アストンマーティンは自動車の他にも「潜水艦」「タワーマンション」等手広いビジネスを手がけていますし、かつこれからはDBXの販売が利益を生むはずで、さらにラゴンダブランドのリスタートもあり、つまりは「これから」の会社だと認識しています。※アストンマーティンは自動車だけでお金を稼ぐのではなく、富裕層が求めるものすべてを提供するという、「お金持ちご用達ブランド」への変化を狙っている

それでも今回のアンディ・パーマーCEOによるコメントを見る限りでは、「買収提案を受け入れる」可能性もあるように感じられ、ちょっと予断を許さない状況でもありますね。

アストンマーティンは新型「ヘリコプター」発表?

そしてアストンマーティンは「新たなビジネス」として仏エアバス社とパートナーシップ契約を締結していますが、その「第一弾となる商品=ACH130 AM」が来年1月3日に発表予定。

今回はティーザー動画が公開されていて、ここからは「それが何なのか」判断することはできないものの、どうやら「ヘリコプターなんじゃないか」と言われているようです。
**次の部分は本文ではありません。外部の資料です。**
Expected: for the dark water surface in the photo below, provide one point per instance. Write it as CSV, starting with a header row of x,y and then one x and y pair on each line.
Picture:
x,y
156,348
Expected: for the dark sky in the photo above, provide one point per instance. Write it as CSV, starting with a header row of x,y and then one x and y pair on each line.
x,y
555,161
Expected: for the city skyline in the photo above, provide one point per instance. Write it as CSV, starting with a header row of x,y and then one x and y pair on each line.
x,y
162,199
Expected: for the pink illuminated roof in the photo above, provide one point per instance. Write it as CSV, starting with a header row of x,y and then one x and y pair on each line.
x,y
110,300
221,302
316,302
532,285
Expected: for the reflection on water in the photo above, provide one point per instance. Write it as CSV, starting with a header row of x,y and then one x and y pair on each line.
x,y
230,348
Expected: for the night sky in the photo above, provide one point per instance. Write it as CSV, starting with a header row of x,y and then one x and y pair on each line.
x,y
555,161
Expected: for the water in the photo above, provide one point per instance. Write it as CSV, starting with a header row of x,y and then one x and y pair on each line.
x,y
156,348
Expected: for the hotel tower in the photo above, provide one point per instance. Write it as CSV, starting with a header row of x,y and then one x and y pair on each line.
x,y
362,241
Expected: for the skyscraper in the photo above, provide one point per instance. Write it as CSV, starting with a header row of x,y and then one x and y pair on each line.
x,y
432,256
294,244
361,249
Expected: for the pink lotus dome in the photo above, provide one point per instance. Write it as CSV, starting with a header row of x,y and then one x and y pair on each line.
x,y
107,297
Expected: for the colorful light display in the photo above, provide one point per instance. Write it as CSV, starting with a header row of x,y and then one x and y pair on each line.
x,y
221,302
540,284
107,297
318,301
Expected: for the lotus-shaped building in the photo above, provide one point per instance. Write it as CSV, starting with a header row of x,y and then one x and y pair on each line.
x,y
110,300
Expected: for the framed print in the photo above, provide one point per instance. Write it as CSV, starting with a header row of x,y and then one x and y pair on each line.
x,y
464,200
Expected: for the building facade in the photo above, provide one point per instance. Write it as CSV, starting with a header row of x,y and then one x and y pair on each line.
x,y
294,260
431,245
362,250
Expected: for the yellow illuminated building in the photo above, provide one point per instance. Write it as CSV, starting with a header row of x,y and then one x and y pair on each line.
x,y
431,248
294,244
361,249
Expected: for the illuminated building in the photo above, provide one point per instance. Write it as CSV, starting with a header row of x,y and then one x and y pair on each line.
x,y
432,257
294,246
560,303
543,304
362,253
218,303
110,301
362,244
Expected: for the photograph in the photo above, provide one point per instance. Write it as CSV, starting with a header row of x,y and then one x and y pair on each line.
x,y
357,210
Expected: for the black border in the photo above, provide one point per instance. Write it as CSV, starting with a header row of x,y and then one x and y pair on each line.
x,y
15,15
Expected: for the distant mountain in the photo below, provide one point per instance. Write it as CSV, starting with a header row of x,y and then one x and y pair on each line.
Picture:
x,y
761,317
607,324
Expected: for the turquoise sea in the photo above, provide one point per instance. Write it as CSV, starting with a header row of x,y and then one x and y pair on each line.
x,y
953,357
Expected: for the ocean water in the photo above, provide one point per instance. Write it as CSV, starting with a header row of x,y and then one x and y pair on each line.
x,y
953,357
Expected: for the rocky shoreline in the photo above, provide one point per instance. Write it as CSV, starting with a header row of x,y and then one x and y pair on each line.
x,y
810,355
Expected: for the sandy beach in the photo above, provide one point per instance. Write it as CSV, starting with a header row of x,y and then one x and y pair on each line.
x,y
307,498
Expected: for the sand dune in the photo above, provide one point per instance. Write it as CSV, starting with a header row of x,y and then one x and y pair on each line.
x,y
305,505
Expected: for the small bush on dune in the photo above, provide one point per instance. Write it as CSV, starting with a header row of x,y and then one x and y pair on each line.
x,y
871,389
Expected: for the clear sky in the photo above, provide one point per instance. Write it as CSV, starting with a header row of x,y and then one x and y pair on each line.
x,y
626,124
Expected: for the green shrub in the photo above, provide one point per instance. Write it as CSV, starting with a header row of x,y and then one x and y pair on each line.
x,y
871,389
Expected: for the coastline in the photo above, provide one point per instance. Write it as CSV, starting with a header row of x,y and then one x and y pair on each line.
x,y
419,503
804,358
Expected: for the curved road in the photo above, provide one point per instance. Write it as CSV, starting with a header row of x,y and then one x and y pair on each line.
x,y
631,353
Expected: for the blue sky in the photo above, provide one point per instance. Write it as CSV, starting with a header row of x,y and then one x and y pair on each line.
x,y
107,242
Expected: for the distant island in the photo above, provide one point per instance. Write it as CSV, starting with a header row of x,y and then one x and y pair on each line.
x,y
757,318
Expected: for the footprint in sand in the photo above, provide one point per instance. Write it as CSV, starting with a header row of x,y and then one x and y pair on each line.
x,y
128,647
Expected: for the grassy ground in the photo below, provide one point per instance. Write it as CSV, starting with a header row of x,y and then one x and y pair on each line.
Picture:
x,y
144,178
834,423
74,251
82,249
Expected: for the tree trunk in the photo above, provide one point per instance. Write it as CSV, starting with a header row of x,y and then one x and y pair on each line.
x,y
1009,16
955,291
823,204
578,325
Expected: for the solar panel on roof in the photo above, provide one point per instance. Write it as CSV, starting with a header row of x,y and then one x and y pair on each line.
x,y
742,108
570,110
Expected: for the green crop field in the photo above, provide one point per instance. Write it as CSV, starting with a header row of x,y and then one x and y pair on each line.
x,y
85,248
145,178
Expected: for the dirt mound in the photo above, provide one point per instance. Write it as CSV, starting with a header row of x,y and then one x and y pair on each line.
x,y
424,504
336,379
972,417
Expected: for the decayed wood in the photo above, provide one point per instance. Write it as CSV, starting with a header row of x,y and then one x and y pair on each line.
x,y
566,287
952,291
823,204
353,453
※動画では、「世界一のヘリコプターメーカーとアストンマーティンが手を組んだ、とある

なお、アストンマーティンは最近バイクも発表するなど相当な勢いを保ってはいるものの、もしかするとこういった「拡大路線」が投資家には「ちょっとそれは・・・」と映ってしまい、それが株価にも現れているのかもしれません(フェラーリのように、クルマによってブランド価値を高めることにフォーカスすべきだという意見も多いハズ)。

アストンマーティンの抱くビジョンが正しいのかどうか、それは時間が証明することになると思いますが、成り行きを見守るしかないのでしょうね。